When’s the last time you went to a public range and had a horrible day—not because your guns weren’t cooperating, but because well-meaning idiots offered unsolicited coaching, handled your stuff without asking, asked questions or “corrected” your form when you were in the middle of shooting groups, or just plain made a nuisance of themselves? If you’re a regular at the shooting range, I’ll wager it happens to you all too often.
Not so very long ago, guns were regarded as something between tools and musical instruments, and a stranger wouldn’t presume to correct one’s shooting any more than they’d correct the way you use a crescent wrench or finger your fiddle during the schoolhouse jam session.
Don’t get me wrong: There are lots of fine, respectful shooters that are a pleasure to share a range with. I’ve made some greatly valued acquaintances by sharing a mellow afternoon at the range with courteous gun people. But today, every well-meaning mall ninja wants to show off the tricks they picked up at the local tacticool academy, and even stump-sitting, tobacco-spitting handloaders will heave themselves off their seat if they figure there’s something wrong with your ammo—and they’re the ones to fix it for you. Trying to spend a peaceful day at the range can sometimes be akin to standing on a fire ant hill and hoping if you ignore them, they’ll go away.
Recently some friends and I kicked around what we figure to be the most exasperating habits regularly exhibited by annoying range-goers. Here they are, along with are a few old-school gentlemanly tips to help you be the best range stranger you can be.

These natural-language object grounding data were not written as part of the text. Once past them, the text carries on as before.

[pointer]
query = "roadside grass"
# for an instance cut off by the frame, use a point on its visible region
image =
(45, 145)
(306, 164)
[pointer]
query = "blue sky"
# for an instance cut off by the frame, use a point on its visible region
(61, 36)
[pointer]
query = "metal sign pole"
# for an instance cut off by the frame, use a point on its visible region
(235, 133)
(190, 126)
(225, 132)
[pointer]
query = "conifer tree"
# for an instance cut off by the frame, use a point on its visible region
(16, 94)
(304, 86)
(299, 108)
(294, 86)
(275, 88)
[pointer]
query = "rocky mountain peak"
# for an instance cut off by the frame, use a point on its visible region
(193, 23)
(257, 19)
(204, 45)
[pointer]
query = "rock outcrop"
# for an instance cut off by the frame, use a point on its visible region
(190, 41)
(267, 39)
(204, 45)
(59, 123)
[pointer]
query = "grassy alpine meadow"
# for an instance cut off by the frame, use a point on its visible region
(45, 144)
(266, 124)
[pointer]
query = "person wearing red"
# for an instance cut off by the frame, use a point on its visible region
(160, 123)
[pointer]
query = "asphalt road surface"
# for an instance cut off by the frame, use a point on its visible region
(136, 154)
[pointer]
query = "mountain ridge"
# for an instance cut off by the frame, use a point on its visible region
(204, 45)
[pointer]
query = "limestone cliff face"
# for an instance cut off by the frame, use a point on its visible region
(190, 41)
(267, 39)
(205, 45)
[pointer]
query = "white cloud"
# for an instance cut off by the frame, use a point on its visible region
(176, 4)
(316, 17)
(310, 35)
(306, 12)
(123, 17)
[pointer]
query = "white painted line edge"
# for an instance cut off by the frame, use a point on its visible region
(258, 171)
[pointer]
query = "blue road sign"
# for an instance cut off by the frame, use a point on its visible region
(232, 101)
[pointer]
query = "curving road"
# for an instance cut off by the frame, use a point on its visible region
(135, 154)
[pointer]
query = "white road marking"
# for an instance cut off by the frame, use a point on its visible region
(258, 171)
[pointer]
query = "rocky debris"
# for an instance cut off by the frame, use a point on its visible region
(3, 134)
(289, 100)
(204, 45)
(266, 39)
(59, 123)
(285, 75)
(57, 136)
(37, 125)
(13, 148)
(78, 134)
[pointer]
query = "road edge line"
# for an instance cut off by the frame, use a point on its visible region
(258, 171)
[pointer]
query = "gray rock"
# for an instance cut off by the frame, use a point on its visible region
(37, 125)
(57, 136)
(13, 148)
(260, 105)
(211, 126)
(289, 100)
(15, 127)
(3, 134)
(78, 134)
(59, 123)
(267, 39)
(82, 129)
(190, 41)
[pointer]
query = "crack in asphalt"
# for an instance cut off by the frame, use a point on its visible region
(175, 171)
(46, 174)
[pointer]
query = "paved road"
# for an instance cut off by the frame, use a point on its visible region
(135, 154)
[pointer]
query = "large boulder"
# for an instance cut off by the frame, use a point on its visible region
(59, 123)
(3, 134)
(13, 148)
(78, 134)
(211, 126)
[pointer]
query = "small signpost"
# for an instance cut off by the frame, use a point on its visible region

- Unless specifically requested, don’t offer advice or attempt to correct a stranger at the range—no matter how sure you are that you can help him or her. As good friend and NRA editor Jeff Johnston put it, “Unless a man points a gun directly at you, don’t say a damn word about his shooting techniques or range habits unless he asks for tips.” Over my decades of shooting, I’ve almost never received a quality unsolicited tip from a total stranger. Capable, accomplished shooters know how to behave like a gentleman at the range, and the techniques so eagerly pressed upon you by others are usually erroneous—and unwelcome to boot.
That doesn’t mean that if a neophyte shooter—or even an old hand—notes your expertise and politely asks your advice that you should refuse it. Quite the opposite: Offer all requested help, but wait until rapport and mutual regard is established before proffering knowledge unasked.